The feelings of William Patterson, and of thousands of other diggers, were outraged, and they burned for revenge. A roll-up was called, and three public meetings were held on three successive Saturday afternoons, on a slight eminence near the Government camp. The speakers addressed the diggers from a wagon. Some advocated armed resistance. It was well known that many men, French, German, and even English, were on the diggings who had taken part in the revolutionary outbreak of '48, and that they were eager to have recourse to arms once more in the cause of liberty. But the majority advocated the trial of a policy of peace, at least to begin with. A final resolution was passed by acclamation that a fee of ten shillings a month should be offered, and if not accepted, no fee whatever was to be paid.

It was argued that if the diggers stood firm, it would be impossible for the few hundreds of soldiers and police to arrest and keep in custody nearly twenty thousand men. If an attempt was made to take us all to gaol, digger-hunting would have to be suspended, the revenue would dwindle to nothing, and Government would be starved out. It was, in fact, no Government at all; it was a mere assemblage of armed men sent to rob us, not to protect us; each digger had to do that for himself.

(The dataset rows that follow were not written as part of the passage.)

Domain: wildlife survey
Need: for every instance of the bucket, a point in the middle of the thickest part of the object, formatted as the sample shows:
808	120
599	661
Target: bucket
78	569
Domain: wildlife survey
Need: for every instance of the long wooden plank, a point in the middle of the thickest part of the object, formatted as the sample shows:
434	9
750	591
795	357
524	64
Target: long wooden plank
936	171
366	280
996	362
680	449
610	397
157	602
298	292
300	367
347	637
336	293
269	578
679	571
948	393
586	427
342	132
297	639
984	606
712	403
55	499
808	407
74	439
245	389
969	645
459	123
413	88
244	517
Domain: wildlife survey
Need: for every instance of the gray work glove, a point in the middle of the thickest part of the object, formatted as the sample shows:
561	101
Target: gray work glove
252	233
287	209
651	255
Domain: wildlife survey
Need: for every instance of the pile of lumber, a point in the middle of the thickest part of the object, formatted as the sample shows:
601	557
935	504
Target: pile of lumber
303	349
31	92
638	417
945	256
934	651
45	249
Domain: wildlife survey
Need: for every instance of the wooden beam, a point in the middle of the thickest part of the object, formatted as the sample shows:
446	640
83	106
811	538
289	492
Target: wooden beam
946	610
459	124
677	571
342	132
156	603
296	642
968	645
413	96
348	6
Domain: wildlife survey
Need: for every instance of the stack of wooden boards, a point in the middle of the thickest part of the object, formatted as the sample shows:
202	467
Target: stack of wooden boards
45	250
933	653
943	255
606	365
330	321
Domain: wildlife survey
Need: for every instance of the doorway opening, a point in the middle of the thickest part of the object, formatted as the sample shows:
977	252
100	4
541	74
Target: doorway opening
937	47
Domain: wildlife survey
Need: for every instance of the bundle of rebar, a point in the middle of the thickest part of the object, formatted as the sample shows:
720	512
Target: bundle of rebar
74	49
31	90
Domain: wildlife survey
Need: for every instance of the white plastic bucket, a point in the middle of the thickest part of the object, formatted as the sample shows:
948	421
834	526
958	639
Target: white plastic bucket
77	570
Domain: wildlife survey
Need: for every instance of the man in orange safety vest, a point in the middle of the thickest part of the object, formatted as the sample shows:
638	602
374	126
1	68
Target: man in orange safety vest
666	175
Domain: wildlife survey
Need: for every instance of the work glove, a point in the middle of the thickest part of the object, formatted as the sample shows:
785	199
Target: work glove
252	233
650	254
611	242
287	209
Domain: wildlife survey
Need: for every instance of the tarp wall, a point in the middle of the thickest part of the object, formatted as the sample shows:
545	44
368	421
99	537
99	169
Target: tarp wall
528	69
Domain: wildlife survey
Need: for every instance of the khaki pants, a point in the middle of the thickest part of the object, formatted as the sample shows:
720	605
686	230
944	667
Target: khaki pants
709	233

Next day, Sunday, I walked through the diggings, and observed the words "No License Here" pinned or pasted outside every tent, and during the next month only about three hundred licenses were taken out, instead of the fourteen or fifteen thousand previously issued, the digger-hunting was stopped, and a license-fee of forty shillings for three months was substituted for that of thirty shillings per month.